- Born: Harbhajan Vedi 1 September 1937 Lyllpur
- Died: 24 August 2013 (aged 75)
- Known for: Playing a key role in evacuation 170,000 Indians from Kuwait during Invasion of Kuwait

= Harbajan Singh Vedi =

Indian billionaire

Harbhajan Singh Vedi (1 September 1937 – 24 August 2013) was an Indian billionaire based in Kuwait and was one of the main persons credited with the safe airlift evacuation of 170,000 Indians from Kuwait during the 1990 Invasion of Kuwait, which is hailed as the largest civilian evacuation in history.

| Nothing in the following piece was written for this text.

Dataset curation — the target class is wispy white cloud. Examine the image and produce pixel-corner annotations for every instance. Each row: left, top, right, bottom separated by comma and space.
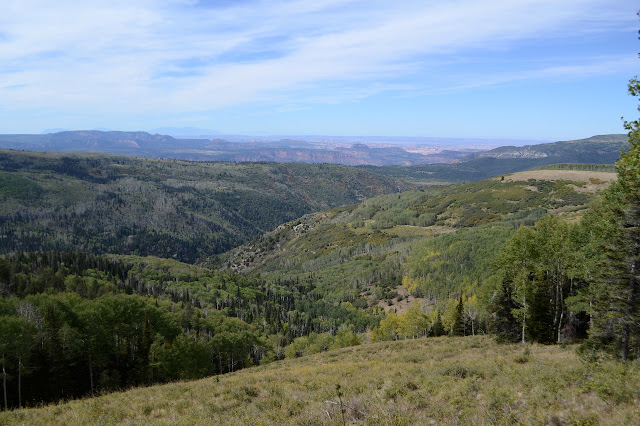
0, 0, 633, 128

Vedi, Mathunny Mathews and many other people of India from Kuwait evacuated Indians and Harbhajan Singh Vedi helped the people in their survivor-ship.

== Film ==
Airlift the 2016 film, directed by Raja Krishna Menon, is based on the evacuation of this real story. With the help of them the 1990 airlift of Indians from Kuwait was carried out from 13 August to 11 October 1990 during the Invasion of Kuwait. Leading daily Times of India reported that Kuwait-based Malayali entrepreneur Mathunny Mathews (also known as Toyota Sunny) duly supported by Harbhajan Singh Vedi, played a stellar role in coordinating the evacuation operation by meeting the Indian ambassador in Baghdad and overseeing the transport of thousands of Indians to Amman via Baghdad by bus after striking a deal with Iraqi transporters, Indian authorities and UN.

== World record ==
Air India holds the Guinness Book of World Records for the most people evacuated by a civil airliner as a result of this effort. The operation was carried out during the Persian Gulf War in 1990 to evacuate Indian expatriates from Kuwait and Iraq. It is believed to be the largest civilian evacuation in history. The Indians based in Kuwait also helped in the evacuation efforts.